It's Just How I Am
Welcome to "The Gods Are Bored!" "Know thyself," I always say. Focus that inner mirror. Figure out what makes you tick. Or what makes you a tick. Grammar trick!
Are you the kind of person who, given a job to do, just wants to dig in and get it done? I am. When I have something to do, and someone's trying to chat me up, I get annoyed.
A busy high school is not the optimal working environment for me.
I get mildly annoyed when students come in my room to chat me up. But I get intensely annoyed when other teachers come gabbing at me when all I really want to do is get the doggone essays graded and get my butt home to the warm hearth.
This week I actually clocked how much time other people wasted for me by chit-chatting. Two-and-a-half hours! Why did I bother clocking this? Well, it just so happens that my daughter The Heir was home from college this week, and I wanted to get home early enough to enjoy her company.

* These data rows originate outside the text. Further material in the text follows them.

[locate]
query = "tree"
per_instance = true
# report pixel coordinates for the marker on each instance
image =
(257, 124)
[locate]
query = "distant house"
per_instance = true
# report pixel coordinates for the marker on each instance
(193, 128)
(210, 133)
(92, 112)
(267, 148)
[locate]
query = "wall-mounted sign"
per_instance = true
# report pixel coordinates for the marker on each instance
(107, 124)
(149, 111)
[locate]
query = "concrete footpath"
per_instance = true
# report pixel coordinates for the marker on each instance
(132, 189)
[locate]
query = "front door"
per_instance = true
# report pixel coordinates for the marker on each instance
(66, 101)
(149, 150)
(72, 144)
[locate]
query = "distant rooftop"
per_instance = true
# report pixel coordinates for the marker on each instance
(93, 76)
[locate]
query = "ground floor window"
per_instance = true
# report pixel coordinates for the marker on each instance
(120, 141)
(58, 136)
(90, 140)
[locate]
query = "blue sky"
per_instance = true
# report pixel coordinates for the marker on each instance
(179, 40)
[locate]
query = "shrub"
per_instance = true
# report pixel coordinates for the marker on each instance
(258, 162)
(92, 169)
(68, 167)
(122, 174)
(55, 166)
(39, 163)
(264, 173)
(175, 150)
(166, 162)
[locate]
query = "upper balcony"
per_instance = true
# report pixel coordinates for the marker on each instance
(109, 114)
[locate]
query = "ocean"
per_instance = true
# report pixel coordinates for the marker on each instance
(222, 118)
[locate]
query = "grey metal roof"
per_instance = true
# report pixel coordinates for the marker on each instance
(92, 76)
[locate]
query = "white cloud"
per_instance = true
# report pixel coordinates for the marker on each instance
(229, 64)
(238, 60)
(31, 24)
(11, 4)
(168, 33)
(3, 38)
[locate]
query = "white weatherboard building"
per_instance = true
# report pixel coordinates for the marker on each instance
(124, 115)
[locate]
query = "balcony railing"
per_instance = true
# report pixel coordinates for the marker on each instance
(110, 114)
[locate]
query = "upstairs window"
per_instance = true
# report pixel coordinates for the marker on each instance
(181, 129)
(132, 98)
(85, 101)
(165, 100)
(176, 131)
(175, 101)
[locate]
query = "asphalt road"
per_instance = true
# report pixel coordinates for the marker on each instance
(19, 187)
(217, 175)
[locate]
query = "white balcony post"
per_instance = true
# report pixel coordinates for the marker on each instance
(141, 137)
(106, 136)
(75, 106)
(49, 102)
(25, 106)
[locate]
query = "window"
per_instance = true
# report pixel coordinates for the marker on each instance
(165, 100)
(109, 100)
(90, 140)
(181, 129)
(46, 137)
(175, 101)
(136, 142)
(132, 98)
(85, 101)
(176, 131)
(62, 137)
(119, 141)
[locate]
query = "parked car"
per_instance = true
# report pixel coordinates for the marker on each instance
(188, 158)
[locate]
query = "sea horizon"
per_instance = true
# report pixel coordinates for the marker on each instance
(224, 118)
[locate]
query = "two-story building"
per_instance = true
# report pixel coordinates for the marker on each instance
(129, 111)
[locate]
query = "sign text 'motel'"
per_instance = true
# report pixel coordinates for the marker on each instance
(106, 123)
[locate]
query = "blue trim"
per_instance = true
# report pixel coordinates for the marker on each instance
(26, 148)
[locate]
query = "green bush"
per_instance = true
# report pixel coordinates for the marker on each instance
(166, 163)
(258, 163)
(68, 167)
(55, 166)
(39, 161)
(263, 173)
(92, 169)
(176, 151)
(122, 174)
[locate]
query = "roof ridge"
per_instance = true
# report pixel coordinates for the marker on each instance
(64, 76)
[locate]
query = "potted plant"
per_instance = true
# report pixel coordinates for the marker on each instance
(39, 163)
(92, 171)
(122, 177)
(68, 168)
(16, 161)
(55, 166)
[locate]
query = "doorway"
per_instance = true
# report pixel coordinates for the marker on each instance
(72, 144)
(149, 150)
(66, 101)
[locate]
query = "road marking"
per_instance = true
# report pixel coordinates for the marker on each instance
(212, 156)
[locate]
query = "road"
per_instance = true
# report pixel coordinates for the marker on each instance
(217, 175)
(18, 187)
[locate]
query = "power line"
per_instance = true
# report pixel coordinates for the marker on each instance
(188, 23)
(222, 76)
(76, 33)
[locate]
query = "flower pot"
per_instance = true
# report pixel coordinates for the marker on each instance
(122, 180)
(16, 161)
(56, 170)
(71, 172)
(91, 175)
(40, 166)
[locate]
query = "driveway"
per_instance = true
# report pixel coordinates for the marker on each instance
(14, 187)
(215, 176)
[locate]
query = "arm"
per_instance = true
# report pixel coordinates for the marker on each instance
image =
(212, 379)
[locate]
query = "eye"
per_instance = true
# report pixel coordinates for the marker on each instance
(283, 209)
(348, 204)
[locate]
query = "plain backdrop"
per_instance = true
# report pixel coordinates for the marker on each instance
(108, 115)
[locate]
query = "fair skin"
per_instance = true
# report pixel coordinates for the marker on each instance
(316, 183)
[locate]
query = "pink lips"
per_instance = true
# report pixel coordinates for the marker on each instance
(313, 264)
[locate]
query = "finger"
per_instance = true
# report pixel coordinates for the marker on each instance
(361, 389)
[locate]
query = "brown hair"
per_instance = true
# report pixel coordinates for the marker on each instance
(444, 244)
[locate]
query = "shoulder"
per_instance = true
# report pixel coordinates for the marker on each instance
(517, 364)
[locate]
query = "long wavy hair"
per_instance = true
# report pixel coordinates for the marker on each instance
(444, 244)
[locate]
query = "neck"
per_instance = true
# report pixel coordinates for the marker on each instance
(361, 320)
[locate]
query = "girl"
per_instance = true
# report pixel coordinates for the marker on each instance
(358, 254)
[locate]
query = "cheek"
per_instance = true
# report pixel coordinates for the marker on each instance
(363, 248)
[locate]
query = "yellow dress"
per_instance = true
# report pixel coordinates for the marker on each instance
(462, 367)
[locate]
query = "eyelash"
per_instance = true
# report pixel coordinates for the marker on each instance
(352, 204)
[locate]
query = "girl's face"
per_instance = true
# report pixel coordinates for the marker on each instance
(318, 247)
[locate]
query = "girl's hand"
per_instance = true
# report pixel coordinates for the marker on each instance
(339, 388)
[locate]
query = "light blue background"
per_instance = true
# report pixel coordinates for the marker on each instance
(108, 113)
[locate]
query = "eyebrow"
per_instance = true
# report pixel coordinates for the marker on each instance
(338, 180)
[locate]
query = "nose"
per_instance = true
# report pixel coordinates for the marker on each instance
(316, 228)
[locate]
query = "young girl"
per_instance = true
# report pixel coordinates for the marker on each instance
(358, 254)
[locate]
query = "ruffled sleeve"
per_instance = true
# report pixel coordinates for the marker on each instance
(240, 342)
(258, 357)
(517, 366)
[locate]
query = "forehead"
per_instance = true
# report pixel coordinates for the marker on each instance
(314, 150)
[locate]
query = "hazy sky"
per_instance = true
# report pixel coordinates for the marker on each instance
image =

I know this is a "Dear Abby" question, but what do I do about these pesky teachers who just want to gab? The Teacher Creature is the worst offender, but he's only in my room one afternoon a week. There are two lady teachers about my age who pester me every day. And this is how well the one knows me: She tells me all the latest gossip from her church choir. *hack up fur ball*
I know I would be hurt if someone told me, "Sorry, I would love to hear about your Druid Grove, but right now I have to get these forms filled out in triplicate so I can go home and see my daughter." I'd feel like a chump. I don't want to make anyone feel like a chump, but I would like to have some benign way to dismiss the pests.
If you can think of anything, please share. Alas, I have already tried telling Gabbing Methodist Teacher that I'm a Pagan. Any space that might have put between us was canceled when she discovered that I own a parrot. (She does too.)
When I'm at work, I just want to work. I'm all business. It's just how I am. Most of the teachers at my school are that way too. I just seem to be a magnet for the ones who aren't.
I am open to spell suggestions, so long as no one gets hurt and the furniture doesn't get stained.
Oh, wait! The only upholstered furniture in my classroom is my teacher chair, and I sit in that! So bring on the grape juice ... I fear it not!